What is a "pick-and-shovel" play?
A “pick-and-shovel” play is a strategy that investors employ in order to benefit off the growth in a particular industry by investing in the underlying technology or services used in delivering the final product. The name comes from the California Gold Rush. While thousands of prospectors were staking their claims and mining the mountains in hope of striking it big, those selling picks and shovels were making a killing without needing to actually find any gold.
This can be particularly effective when a new industry emerges, without clear leaders, representing a high-risk opportunity that may have big rewards down the line.
For example, cryptocurrency is far too high-risk for many investors. It’s also a lot more complicated than many people believe and plenty of people who bought Bitcoin or other cryptocurrencies over the last few years lost plenty of money because they didn’t understand the underlying technology. (BTW, I’d highly recommend a podcast recently released by the BBC called "The Missing Crypto Queen “ for insights on how fraud emerges in cases such as this). A safer way to invest in cryptocurrency as a trend would be to buy shares in a business whose products are used in the mining of cryptocurrencies — like Nvidia. You’re still exposed to the trend, just not directly holding a currency that can fluctuate wildly in a short space of time.
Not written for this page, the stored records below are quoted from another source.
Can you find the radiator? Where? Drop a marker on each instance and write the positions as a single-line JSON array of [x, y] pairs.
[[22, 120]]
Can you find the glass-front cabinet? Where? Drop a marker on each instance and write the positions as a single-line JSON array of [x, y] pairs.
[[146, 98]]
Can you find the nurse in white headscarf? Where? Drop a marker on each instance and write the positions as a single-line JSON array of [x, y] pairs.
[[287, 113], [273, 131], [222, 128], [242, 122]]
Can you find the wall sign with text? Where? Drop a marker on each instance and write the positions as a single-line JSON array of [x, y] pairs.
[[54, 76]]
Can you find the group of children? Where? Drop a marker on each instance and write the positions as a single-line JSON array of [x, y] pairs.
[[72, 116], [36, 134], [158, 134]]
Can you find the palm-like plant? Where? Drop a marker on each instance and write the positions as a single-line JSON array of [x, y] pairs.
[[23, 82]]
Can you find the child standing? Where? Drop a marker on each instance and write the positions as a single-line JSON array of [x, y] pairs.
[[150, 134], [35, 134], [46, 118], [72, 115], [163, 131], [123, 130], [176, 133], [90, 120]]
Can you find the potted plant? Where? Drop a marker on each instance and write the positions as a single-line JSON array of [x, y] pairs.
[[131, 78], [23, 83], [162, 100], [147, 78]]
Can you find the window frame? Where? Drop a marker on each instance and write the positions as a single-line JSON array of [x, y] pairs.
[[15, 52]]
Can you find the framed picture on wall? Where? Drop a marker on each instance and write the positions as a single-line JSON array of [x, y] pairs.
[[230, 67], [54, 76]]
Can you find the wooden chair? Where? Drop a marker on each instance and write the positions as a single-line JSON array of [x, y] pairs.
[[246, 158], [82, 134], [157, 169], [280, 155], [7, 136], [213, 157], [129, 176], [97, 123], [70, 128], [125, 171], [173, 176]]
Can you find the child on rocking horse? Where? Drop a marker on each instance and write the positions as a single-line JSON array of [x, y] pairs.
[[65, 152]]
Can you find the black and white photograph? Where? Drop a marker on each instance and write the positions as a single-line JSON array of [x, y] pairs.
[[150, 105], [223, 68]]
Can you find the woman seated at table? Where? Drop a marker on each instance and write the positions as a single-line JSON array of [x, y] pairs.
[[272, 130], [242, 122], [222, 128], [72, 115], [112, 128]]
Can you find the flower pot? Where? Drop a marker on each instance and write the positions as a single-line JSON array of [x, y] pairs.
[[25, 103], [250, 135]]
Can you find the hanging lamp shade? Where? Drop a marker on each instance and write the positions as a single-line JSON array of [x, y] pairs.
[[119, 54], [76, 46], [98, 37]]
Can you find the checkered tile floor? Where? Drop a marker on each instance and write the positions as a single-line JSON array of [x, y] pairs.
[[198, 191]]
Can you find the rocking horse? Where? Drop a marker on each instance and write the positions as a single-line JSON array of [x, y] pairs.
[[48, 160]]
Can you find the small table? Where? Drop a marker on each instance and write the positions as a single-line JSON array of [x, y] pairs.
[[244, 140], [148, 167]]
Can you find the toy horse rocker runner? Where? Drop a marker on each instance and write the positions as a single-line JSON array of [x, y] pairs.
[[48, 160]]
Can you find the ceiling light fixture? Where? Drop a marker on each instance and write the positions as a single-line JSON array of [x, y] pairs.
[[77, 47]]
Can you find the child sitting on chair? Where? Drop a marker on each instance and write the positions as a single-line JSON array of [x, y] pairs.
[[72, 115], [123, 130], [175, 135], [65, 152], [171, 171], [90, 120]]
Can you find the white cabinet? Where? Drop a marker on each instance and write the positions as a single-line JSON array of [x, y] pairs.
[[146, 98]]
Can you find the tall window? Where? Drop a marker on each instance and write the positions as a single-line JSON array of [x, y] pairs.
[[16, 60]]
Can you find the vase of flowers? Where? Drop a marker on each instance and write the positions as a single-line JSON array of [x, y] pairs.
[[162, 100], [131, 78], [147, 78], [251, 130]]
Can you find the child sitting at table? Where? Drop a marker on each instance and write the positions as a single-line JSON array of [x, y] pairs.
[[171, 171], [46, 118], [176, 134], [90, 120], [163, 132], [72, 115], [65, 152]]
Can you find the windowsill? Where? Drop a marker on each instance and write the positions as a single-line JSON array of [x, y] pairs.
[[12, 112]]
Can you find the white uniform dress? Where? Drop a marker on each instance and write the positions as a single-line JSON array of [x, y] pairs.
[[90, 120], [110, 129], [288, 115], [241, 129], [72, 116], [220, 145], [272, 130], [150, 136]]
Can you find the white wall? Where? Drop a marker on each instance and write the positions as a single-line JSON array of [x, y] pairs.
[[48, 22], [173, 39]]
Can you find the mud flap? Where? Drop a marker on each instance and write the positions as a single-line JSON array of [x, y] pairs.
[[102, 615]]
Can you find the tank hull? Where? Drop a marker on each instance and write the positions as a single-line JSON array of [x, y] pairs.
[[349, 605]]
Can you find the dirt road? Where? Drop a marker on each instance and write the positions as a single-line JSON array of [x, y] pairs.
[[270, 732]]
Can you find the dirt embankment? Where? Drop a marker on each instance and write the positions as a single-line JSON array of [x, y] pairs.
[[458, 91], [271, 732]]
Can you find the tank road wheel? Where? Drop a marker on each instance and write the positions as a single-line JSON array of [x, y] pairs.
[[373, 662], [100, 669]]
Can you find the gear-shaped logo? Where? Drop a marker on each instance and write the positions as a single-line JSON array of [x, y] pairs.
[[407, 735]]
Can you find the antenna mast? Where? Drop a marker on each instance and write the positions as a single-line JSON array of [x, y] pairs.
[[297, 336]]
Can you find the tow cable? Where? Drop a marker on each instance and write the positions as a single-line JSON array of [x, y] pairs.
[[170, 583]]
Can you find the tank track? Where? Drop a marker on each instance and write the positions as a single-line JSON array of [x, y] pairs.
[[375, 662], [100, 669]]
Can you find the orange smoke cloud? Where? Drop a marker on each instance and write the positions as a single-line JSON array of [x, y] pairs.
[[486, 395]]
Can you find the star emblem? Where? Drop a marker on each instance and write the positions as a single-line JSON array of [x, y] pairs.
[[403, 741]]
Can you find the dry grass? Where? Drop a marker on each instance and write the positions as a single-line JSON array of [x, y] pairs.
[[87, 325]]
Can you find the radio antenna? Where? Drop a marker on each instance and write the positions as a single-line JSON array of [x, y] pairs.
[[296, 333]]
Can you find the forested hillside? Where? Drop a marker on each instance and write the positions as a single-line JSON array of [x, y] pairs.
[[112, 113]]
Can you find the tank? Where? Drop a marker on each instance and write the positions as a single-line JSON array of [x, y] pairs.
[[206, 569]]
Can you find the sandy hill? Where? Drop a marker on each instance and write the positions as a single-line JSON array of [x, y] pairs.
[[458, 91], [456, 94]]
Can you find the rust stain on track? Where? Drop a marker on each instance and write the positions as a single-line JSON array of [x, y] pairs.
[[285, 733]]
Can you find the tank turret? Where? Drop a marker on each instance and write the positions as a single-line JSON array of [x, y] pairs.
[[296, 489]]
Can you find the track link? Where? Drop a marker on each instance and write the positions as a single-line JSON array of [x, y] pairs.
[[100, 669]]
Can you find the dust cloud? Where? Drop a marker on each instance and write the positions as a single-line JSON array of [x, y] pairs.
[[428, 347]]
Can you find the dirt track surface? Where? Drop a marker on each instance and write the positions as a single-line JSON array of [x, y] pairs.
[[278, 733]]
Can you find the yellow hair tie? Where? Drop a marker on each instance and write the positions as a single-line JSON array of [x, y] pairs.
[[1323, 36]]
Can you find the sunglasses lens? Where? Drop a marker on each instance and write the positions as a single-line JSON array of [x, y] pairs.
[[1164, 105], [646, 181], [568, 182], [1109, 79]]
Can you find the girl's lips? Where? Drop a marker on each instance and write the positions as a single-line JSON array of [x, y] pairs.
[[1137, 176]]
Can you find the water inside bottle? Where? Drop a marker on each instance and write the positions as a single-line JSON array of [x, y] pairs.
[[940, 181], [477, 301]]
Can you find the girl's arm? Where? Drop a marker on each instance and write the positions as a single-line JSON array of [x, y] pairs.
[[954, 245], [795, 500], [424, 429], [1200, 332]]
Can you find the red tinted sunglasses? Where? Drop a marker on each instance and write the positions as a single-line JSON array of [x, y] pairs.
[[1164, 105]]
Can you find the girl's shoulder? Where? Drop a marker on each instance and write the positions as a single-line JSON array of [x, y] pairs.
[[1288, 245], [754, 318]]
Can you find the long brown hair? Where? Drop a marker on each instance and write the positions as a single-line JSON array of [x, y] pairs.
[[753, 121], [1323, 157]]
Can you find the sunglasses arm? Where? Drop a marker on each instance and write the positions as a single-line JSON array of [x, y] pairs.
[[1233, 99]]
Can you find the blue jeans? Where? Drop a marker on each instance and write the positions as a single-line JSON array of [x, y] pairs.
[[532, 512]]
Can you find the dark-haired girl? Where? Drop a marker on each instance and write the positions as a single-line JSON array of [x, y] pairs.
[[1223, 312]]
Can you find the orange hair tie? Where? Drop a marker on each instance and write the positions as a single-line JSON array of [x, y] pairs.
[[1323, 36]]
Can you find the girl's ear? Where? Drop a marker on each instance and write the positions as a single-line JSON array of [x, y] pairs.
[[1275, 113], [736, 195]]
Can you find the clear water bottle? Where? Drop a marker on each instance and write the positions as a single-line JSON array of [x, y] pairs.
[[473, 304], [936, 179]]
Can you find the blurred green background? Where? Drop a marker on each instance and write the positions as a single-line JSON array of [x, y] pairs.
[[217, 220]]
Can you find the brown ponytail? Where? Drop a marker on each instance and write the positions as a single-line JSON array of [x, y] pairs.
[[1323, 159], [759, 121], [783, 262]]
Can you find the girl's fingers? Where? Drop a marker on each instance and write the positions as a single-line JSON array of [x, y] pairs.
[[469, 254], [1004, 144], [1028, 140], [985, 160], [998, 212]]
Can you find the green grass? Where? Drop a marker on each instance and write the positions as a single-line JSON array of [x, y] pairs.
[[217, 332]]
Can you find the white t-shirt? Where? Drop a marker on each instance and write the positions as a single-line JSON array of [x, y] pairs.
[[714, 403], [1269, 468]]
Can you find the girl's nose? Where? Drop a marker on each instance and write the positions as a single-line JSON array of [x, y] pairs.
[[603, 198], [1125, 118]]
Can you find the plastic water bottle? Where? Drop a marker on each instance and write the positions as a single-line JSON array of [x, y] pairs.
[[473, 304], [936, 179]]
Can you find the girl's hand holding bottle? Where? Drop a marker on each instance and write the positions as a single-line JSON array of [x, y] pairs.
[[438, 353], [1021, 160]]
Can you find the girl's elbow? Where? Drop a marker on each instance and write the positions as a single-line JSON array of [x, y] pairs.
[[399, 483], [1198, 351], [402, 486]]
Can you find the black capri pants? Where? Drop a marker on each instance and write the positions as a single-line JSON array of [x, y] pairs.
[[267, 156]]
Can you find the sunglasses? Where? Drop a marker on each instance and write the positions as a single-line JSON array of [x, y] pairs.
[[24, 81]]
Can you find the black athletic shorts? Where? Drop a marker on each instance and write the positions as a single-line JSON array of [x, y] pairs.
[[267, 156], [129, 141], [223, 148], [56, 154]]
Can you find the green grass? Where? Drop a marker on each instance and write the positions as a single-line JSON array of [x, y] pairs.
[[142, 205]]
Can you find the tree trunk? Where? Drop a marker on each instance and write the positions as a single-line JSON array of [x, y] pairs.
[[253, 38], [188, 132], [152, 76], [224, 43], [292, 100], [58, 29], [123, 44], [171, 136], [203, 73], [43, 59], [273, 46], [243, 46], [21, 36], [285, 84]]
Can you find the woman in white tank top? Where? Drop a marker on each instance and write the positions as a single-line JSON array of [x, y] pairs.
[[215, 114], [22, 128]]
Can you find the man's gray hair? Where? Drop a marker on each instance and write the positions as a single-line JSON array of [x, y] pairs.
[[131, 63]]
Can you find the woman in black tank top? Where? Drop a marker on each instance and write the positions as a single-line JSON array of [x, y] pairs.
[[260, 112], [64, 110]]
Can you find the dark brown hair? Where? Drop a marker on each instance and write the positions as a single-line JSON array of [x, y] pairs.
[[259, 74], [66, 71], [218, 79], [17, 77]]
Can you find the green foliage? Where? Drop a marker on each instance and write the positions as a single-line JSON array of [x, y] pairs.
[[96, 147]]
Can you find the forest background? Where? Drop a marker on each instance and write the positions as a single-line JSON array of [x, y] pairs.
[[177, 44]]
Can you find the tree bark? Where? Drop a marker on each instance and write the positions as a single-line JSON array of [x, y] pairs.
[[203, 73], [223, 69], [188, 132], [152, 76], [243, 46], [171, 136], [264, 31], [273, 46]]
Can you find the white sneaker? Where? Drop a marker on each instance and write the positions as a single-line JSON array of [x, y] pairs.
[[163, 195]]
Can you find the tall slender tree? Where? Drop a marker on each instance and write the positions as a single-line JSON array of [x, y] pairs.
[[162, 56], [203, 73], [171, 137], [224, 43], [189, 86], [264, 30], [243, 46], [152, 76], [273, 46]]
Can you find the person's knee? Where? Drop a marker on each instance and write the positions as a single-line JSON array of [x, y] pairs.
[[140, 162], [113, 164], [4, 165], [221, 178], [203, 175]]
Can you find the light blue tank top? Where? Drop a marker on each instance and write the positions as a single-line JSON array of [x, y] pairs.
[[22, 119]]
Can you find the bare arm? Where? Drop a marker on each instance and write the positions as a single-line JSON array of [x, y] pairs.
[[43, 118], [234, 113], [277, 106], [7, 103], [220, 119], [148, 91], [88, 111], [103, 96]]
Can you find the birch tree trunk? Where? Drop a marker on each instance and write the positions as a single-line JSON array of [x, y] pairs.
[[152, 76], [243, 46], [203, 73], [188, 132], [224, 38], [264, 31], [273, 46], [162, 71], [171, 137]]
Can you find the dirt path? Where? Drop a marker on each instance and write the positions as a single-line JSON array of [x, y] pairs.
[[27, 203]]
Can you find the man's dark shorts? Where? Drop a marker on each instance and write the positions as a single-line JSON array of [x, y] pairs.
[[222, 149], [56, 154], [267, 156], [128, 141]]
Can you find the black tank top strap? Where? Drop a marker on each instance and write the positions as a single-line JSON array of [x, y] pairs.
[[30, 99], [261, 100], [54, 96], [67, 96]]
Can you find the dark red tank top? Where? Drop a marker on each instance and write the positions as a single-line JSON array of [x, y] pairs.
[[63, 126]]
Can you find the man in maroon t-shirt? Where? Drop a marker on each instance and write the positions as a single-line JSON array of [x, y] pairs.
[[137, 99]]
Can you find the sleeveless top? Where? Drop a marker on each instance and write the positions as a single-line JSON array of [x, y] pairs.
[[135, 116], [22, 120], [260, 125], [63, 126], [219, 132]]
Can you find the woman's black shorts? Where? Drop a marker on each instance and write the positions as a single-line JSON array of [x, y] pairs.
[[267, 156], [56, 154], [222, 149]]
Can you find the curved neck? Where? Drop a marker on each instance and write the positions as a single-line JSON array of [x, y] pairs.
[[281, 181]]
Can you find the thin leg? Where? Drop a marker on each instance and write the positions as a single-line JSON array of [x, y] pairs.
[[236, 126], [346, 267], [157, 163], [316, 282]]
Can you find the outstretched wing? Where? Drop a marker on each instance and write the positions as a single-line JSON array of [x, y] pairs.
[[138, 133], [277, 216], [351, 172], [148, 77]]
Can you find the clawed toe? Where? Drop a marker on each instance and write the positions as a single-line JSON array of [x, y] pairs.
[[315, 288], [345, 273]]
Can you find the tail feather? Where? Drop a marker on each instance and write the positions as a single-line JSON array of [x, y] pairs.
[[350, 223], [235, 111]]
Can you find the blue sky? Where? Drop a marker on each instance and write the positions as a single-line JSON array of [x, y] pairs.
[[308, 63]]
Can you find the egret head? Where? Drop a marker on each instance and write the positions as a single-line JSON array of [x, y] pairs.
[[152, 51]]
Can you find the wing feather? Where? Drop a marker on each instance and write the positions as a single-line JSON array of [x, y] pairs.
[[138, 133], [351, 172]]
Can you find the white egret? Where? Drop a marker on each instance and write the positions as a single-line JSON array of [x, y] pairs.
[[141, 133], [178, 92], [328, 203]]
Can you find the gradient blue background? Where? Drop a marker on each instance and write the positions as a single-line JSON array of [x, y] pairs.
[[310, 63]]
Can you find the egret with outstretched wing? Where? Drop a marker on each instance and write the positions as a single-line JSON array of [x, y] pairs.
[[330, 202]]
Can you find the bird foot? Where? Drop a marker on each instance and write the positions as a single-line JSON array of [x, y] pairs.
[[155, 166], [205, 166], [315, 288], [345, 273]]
If we were to look at the marijuana industry, we can see other examples. Companies that actually sell marijuana are pretty high-risk, as doing so in the USA is still a federal crime (even though it’s not really enforced). Here’s a bit of an out-there idea on how you could play the marijuana trend without that kind of exposure. ScottsMiracle-Gro. They’re a $6 billion company that’s been around for decades, but they do have a small hydroponics business - used in the growing and cultivating of certain illicit plant material. Should marijuana become fully legalized in the USA, that business would be very well positioned to capture a large share of the market, given their relationship with retailers and distribution network. They even pay a healthy dividend.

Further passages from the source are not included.